Public key encryption requires a pair of keys: a public key and a private key. The key property of these key pairs is that if a message is encrypted with one of the keys, then you can decrypt it only if you have the other key. In general, the user keeps their private key(s) private, and allows anyone access to their public key(s). This solves the problem with private key encryption because there is no need for a secure channel with which to communicate the public key.
So, for example, if you want to send user Foo an encrypted message, you get their public key, use it to encrypt your message, and send the encrypted message to Foo, who can decrypt the message using their private key.
More importantly for Git users, public key encryption can be used to authenticate identity. Let’s say you are Foo, and you want to send a message to Bar. To prove to Bar that you are Foo, you encrypt a standard message using your private key, then send it to Bar. If Bar can decrypt it using your public key, then Bar knows you must have had access to the private key, and thus you are Foo.
The most popular method is called RSA after the initials of its inventors (Ron Rivest, Adi Shamir and Leonard Adleman). To generate a pair of keys the procedure is:
It is possible to prove that, with N, p and s chosen in this way, M**ps mod N=M for all messages M. But you don’t really need to know the theory; all you need to understand in practice is that it’s really, really hard to figure out the private key given just the public key and/or some example decryptions. Thus, as long as you keep your private key truly private, public key encryption is a really good way to provide secure communication and authentication.

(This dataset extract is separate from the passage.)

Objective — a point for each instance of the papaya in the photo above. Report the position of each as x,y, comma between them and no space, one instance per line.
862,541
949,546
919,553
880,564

When transmitting source code and other artifacts between (for example) your local work space and the GitHub hosting service, the git protocol uses SSH for communication. SSH, in turn, relies on public key encryption for both authentication and secure communication of the data. So, one of the parties to git-based communication needs to have both a public and private key, and the other party needs to be given a copy of the first party’s public key.
Here is the golden rule of git-based communication: The originator of a git command must have both a public and private key, and must have previously provided a copy of their public key to the receiver of the git command.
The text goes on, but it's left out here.